Oggi è Natale, e sebbene ricolmi di impegni natalizi, che spesso convergono unicamente a dover mangiare, siamo qui a parlare di fisica.
Sicuramente, soprattutto se sei abbastanza terrone, questi due giorni appena trascorsi sono stati devastanti: il cibo, il cibo e ancora il cibo, il vino e i brindisi… per non parlare dei numerosi scambi di auguri.

La lettura di questo articolo quindi deve esserti d’aiuto per disintossicarti un po’ dal clima di festa e farti ricordare che la fisica non va mai vacanza. Nota soprattutto come noi di fisici senza palestra siamo bravi bravissimi e pubblichiamo un articolo anche nei giorni “rossi” del calendario.

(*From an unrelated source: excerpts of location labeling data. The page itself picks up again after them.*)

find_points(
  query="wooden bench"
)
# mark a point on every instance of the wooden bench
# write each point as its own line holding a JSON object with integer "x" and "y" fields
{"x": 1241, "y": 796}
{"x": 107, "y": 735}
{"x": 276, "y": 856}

Se il mio gusto dell’orrido avesse prevalso, saremmo qui a chiacchierare di tutte le possibili malattie e sofferenze che la vita sregolata di questi giorni potrebbe causare al tuo organismo. Un po’ ci avevamo già provato parlandoti dell’immenso contenuto calorico delle vacanze natalizie con questo articolo.

Ma invece oggi, no. Niente trombosi, infarti, colecisti infiammate e calcoli renali. Oggi parliamo di Babbo Natale, o meglio della fisica che sta dietro la consegna dei regali.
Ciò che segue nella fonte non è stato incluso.